I then relocated to the back garden, starting in the SW with Albireo in Cygnus, the 10mm plossl ( x50) clearly showed B1 cyg ( Alberio) as a orange red K class star and B2 cyg B class blue star. Taking a line down to zeta Aq from Albireo, bisecting the line from Vega to Altair, just slightly left the Coat hanger asterism fell neatly into the field of view using a 40mm plossl ( x12.5) , normally I would use binoculars for this target, but the wider field of view afforded by this small refractor enables it to be seen in its entirety. Up into Lyra,aiming between Sulafat and Shellak to locate the Ring Nebula ( M57), fuzzy ring but no hint of central white dwarf in this planetary nebula. Continuing west into Hercules M13 and then up to M92, even with 6mm plossl ( x 83) not a lot of detail. Better with the double cluster in Perseus and as I headed to M31, Andromeda galaxy the cloud had rolled in bring the session to a close at around 9:30.
It was nice to get out with some clear skies and I found the AZ3 mount that came with the ST102 easy to use and manoeuvre and although the refractor shows some chromatic abberation as shown by the photograph of moon , visually it was not noticeable enough to be a problem.

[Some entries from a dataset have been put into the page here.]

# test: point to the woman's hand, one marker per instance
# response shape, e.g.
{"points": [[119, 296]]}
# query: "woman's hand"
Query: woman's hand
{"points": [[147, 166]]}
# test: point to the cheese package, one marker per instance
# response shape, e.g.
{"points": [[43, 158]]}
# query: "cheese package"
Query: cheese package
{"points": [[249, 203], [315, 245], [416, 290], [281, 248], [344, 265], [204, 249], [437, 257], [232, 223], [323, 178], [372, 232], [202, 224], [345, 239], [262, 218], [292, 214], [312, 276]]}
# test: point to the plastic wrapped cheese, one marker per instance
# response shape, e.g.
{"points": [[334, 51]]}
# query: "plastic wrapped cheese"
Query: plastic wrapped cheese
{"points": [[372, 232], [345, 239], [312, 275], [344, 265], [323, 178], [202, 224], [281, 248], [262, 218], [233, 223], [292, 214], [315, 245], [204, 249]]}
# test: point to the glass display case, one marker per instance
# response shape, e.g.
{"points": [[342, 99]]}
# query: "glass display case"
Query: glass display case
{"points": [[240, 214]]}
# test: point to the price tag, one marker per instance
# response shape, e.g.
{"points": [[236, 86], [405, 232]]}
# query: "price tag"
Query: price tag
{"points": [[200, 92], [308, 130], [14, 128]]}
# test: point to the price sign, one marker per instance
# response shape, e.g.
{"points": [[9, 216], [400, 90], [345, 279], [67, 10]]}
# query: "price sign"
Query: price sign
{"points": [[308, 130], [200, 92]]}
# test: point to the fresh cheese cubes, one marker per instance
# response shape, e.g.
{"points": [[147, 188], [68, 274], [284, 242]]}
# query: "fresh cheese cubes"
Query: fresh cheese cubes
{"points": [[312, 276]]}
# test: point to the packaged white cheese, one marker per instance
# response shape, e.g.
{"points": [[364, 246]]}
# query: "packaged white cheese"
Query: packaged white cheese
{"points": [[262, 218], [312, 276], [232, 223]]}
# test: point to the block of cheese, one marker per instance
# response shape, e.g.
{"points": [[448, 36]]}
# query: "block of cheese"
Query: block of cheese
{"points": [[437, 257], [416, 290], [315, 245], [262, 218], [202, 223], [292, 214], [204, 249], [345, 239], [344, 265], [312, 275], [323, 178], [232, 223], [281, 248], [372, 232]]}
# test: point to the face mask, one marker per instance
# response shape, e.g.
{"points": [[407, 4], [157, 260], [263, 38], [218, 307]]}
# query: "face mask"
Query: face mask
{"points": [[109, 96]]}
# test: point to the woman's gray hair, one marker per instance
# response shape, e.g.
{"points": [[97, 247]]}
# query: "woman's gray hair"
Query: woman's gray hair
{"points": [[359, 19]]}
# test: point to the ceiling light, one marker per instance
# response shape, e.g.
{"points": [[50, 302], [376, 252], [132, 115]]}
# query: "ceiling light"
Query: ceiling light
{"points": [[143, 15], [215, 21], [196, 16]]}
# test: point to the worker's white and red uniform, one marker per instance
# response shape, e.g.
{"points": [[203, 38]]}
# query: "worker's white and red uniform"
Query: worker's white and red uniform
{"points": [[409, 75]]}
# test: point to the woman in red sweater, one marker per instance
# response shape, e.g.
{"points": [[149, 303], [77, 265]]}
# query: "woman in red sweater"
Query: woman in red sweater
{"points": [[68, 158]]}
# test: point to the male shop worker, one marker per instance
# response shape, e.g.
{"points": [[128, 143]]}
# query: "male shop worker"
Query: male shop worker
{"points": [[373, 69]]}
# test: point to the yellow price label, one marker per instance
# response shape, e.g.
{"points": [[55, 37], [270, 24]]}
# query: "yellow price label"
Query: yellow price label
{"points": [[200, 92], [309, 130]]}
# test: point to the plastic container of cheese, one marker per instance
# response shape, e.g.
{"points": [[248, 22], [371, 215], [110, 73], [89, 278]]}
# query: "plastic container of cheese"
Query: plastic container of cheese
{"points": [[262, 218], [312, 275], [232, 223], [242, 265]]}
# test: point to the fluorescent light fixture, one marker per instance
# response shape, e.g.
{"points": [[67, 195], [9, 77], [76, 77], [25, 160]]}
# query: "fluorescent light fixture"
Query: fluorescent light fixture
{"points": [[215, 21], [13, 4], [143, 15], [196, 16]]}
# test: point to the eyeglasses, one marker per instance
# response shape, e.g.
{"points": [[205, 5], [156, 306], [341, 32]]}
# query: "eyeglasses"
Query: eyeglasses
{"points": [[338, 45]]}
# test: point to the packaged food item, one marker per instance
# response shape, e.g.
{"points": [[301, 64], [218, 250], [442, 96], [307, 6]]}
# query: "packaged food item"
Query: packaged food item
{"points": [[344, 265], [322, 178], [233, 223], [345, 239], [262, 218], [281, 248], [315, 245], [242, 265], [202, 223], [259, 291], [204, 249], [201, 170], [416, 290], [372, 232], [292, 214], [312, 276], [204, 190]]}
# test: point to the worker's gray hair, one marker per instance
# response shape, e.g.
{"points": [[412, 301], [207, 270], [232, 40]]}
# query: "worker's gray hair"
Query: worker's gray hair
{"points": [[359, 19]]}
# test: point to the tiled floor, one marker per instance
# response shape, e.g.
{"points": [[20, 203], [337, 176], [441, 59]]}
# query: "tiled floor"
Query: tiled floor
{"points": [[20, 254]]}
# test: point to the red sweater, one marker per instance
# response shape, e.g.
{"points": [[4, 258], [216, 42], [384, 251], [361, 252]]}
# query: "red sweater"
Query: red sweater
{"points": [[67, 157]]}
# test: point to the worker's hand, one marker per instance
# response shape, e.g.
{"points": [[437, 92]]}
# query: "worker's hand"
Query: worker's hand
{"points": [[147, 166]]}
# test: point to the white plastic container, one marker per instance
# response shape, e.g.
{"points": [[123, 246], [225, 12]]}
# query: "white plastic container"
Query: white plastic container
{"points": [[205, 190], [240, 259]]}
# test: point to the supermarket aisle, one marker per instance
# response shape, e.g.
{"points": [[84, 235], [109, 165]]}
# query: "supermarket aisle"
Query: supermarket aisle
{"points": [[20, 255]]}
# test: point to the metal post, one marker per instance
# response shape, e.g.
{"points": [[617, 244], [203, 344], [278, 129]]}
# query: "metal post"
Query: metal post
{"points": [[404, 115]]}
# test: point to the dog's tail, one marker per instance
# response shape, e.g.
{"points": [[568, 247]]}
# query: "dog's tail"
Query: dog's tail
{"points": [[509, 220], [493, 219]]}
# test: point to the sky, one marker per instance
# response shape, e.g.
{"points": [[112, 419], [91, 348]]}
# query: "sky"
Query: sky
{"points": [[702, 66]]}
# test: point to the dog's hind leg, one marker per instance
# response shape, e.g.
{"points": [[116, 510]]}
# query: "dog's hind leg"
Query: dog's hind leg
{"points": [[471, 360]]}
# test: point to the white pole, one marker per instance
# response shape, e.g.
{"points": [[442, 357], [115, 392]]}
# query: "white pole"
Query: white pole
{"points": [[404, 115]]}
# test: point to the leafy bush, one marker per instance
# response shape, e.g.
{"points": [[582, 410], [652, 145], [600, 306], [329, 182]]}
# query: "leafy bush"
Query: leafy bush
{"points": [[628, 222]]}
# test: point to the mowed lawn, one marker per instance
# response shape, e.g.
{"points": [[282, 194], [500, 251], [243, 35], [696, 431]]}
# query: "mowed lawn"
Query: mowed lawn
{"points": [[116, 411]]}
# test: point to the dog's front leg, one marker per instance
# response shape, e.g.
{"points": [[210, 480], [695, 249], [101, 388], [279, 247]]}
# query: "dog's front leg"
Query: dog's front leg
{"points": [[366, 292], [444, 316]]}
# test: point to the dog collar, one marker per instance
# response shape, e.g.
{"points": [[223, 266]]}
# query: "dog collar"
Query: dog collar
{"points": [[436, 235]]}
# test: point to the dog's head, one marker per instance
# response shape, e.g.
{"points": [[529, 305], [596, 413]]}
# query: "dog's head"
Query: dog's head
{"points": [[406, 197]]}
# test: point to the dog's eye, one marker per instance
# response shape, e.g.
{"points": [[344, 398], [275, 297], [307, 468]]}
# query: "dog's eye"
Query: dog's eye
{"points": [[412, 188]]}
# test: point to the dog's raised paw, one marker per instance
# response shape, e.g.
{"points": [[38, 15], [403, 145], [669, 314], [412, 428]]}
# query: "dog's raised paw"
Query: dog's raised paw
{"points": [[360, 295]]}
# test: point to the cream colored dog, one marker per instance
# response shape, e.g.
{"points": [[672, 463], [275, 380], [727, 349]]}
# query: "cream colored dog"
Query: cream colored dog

here’s to more clear skies!!!
Although closer the previous day, as usual the clouds got in the way, but for once the forecast for Friday morning was correct and in the east just after 6am Venus could be seen blazing away and as the eyes adjusted it was possible to make out the fainter orange hue of Mars close by to the right and slightly above, sigma Leo was visible above this pairing of Venus and Mars. Between 06:00 and 06:30 the pair climbed higher in the dawn sky before being enveloped in the approaching dawn.
I just watched the recent “Sky at Night” about the moon. On the program, Pete Lawrence challenged us to observe various lunar features. The hardest of these was Reiner Gamma, a lunar “swirl” (https://en.wikipedia.org/wiki/Reiner_Gamma)
That caused me to re-examine the window-sill lunar images I posted some months ago, and in particular the one of the 22-day moon.